Express your faith in ways that seem appropriate to you.  Try to have people around you who support your religious beliefs.  You may feel hurt and abandoned and may feel angry at God because of the death of someone you loved.  It is important to realize that this feeling is a normal part of grief. Try to find someone who won’t be judgmental about your feelings and who will allow you to explore your thoughts and feelings.

Freedom #10
You have the freedom to allow for a search for meaning.
You may find yourself asking, “Why did he or she died?” or “Why now?”  This search for meaning is often another normal part of the healing process.  Some questions have answers. Some do not.  Actually, healing occurs in the opportunity to pose the questions, not necessarily in answering them.  Find a supportive friend or counselor who will listen responsively as you search for meaning.

Freedom #11
You have the freedom to cherish memories
Treasure your memories of your loved one who has died.  Share them with your family and friends.
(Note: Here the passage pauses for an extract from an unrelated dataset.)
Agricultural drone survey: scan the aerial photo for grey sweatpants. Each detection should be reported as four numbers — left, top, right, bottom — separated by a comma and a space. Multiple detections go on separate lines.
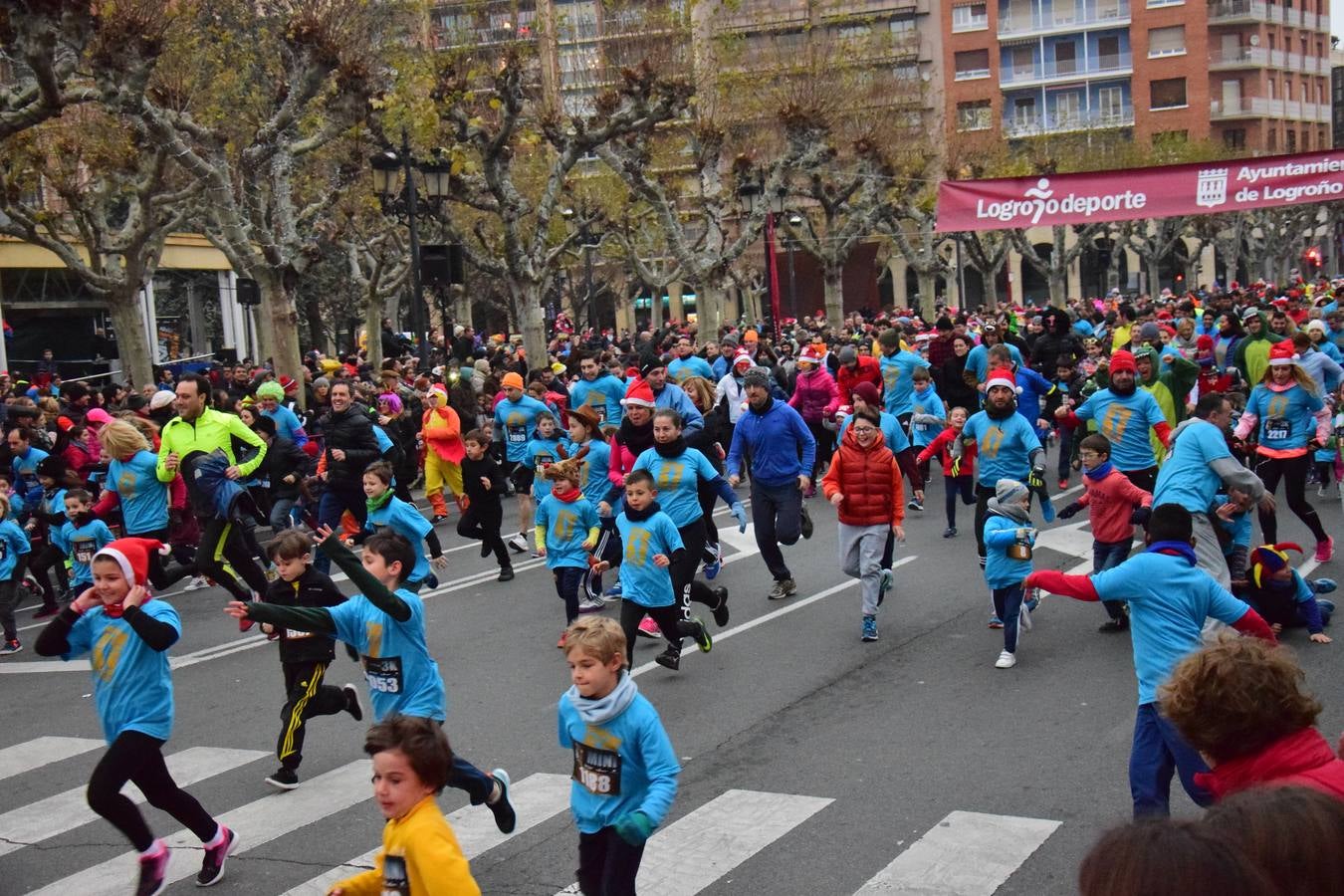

Recognize that your memories may make you laugh or cry. In either case, they are a lasting part of the relationship that you had with a very special person in your life.

Freedom #12
You have the freedom to move through your grief and heal.
The capacity to love requires the necessity to grieve when someone you loved dies.  You cannot heal unless you openly express your grief.  Denying your grief will only make it become more confusing and overwhelming.  Embrace your grief and heal.  Reconciling grief will not happen quickly.  Remember grief is a process, not an event.  Be patient and tolerant with yourself. Never forget that the death of someone loved changes your life forever.  It’s not that you will never be happy again.  It’s simply that you will never be exactly the same as you were before the death.